Le Grazie, a former director at Brazil’s central bank, added that it’s too soon to estimate the magnitude of the hit and that other factors -- especially Brazil’s fiscal outlook -- play a bigger role in the country’s debt curve.
Many governments across Latin America are struggling to sell long-term bonds as the coronavirus pandemic continues to take an outsize toll on the region. Investors are also wary of quickening inflation that could bring about higher interest rates and a shift to populism.
Colombia plans to slash the number of long-term debt auctions just nine months after its first ever fixed-rate 30-year notes in pesos, selling more of the medium-term paper investors are still willing to buy. Chile’s announcement last week that it will sell more long term debt in the third quarter after scrapping such deals in May and June was met with surprise -- and expectations it will put pressure on yields.
In Brazil, Guedes’s proposal to overhaul the country’s notoriously complex tax code adds a new wrinkle to the nation’s strategy to lengthen its debt.
The bill sets a 15% levy on all financial investments regardless of how long the money is kept in funds. That’s a significant change from current rules, which punishes investors who cash their funds earlier with higher taxes. In some cases, levies reach as much as 22.5% if the withdrawal happens under a 180 day period, and can be as low as 7.5% if money is parked for the duration of the investment. The government argues that the wealthy, who can leave their money sitting for a long time, shouldn’t have greater benefits.
But some investors worry the change could reduce appetite for longer-term bonds and add pressure to issue short-term notes, the opposite of what the government would like to do.
The proposal would generate “a very large turnover” from long-term to short-term bonds, says Mariana Guarino, a portfolio manager at Truxt Investimentos.
Congress and Guedes want to move quickly with the tax reform, the latest proposal aimed at overhauling Brazil’s economy. But there’s a short window. The bill would have to clear both houses of congress this year since next year’s presidential elections will dominate the political scene. Both Guedes and congressional leaders are optimistic the bill will pass, with most of the initial pushback focused on a levy on dividends.
In an emailed response to questions, the Treasury said the changes will have an impact that needs to be monitored, but dismissed concerns, saying Brazil has a diversified base of investors. “From a structural point of view, impacts on demand are not expected. Nevertheless, the Treasury maintains close contact with the different groups of investors, seeking to adjust its strategy, whenever necessary.”
The Treasury pointed out that despite shortening debt last year, it was able to issue more bonds, which helped increase the country’s liquidity cushion. That should help Brazil weather any political turbulence ahead, said Carlos Kawall, former Treasury secretary and director at Asa Investments.
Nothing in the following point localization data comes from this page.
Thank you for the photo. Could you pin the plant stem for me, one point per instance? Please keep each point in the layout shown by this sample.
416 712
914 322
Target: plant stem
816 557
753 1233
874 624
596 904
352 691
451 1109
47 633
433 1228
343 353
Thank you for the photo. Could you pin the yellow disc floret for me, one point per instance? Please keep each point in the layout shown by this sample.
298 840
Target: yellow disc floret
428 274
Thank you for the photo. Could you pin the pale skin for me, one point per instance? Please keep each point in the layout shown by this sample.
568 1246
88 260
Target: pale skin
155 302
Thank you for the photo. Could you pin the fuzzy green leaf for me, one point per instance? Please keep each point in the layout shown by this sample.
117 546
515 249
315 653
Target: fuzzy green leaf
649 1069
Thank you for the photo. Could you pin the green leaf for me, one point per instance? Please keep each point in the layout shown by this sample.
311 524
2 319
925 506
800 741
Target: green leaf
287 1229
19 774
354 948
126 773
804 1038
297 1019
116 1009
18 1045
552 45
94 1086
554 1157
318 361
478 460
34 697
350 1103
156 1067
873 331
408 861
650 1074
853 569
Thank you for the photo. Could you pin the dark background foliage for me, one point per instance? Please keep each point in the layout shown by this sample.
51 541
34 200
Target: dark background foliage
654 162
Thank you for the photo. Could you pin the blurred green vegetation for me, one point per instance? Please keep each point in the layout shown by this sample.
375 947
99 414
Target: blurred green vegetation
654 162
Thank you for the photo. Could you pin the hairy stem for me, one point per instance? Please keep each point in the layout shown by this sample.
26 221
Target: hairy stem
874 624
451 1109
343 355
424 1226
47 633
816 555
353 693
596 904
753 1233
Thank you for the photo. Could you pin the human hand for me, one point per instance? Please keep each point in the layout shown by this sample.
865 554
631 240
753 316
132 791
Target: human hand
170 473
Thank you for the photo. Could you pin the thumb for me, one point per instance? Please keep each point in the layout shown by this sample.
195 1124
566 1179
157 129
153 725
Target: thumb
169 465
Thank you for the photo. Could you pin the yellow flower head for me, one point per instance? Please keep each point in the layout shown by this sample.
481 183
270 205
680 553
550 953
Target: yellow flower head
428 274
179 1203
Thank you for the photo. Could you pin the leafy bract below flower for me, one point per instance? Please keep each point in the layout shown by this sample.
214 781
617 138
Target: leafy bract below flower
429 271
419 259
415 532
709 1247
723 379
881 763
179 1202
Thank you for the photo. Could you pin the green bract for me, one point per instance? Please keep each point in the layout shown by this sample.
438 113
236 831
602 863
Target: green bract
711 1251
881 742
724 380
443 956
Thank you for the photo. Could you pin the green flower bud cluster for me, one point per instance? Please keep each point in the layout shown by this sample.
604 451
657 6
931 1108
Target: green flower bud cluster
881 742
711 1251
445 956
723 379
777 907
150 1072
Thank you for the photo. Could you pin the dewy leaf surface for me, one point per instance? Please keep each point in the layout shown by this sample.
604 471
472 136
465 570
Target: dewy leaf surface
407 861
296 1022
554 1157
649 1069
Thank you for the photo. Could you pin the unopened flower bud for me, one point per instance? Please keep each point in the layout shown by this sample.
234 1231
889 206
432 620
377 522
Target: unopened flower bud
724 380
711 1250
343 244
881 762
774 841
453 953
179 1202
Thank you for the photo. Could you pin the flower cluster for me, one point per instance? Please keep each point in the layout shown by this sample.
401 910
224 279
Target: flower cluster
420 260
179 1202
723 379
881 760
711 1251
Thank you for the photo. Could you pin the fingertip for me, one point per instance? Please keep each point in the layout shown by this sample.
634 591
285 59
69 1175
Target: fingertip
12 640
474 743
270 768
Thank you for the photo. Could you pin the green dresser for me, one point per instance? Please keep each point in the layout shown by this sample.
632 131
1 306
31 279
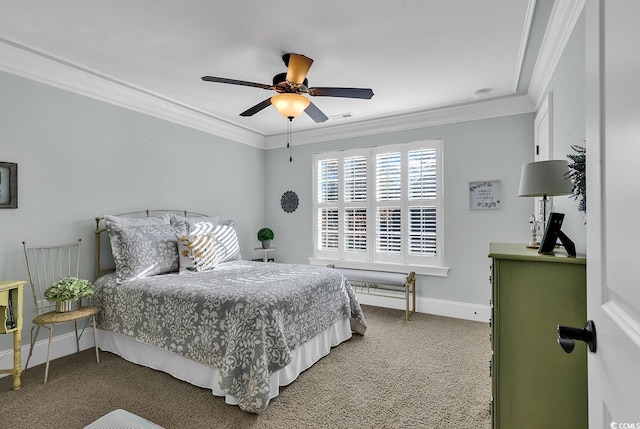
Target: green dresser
535 384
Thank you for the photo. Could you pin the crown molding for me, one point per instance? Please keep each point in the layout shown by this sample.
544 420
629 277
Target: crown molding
34 65
564 16
491 108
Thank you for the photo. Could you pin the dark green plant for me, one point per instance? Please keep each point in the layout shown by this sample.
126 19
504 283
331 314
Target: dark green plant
68 288
265 234
578 175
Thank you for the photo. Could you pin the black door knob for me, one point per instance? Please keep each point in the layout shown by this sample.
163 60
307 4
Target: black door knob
567 335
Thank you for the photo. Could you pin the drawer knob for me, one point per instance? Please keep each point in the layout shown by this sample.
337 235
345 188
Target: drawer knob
567 335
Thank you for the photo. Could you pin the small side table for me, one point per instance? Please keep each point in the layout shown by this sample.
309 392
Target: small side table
266 252
11 322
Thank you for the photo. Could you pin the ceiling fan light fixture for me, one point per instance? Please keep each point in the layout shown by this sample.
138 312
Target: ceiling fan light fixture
290 105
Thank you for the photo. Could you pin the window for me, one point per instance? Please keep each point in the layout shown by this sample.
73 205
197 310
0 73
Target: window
380 205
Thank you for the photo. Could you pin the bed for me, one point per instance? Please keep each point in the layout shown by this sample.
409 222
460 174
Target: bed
182 300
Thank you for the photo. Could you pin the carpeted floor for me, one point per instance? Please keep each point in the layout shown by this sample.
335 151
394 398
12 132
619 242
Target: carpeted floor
431 372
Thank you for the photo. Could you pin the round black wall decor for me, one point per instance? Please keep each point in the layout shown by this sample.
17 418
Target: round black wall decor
289 201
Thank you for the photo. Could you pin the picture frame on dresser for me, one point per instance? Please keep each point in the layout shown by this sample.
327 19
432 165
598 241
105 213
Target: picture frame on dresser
8 185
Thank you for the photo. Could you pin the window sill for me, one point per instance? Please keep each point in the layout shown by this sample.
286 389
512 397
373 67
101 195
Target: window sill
427 270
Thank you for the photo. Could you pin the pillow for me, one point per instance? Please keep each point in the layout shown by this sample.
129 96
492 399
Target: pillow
145 250
136 221
226 238
197 225
197 253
But for Felipe Salto, head of an independent Senate institution created to increase the transparency of public accounts, the change in taxes applied to financial investments is an added source of strain for the Treasury.
Interest rate hikes due to high inflation, fiscal pressure and the elections will already make it more difficult to sell longer-term bonds, Salto said. “Next year won’t be the same bed of roses as 2021.”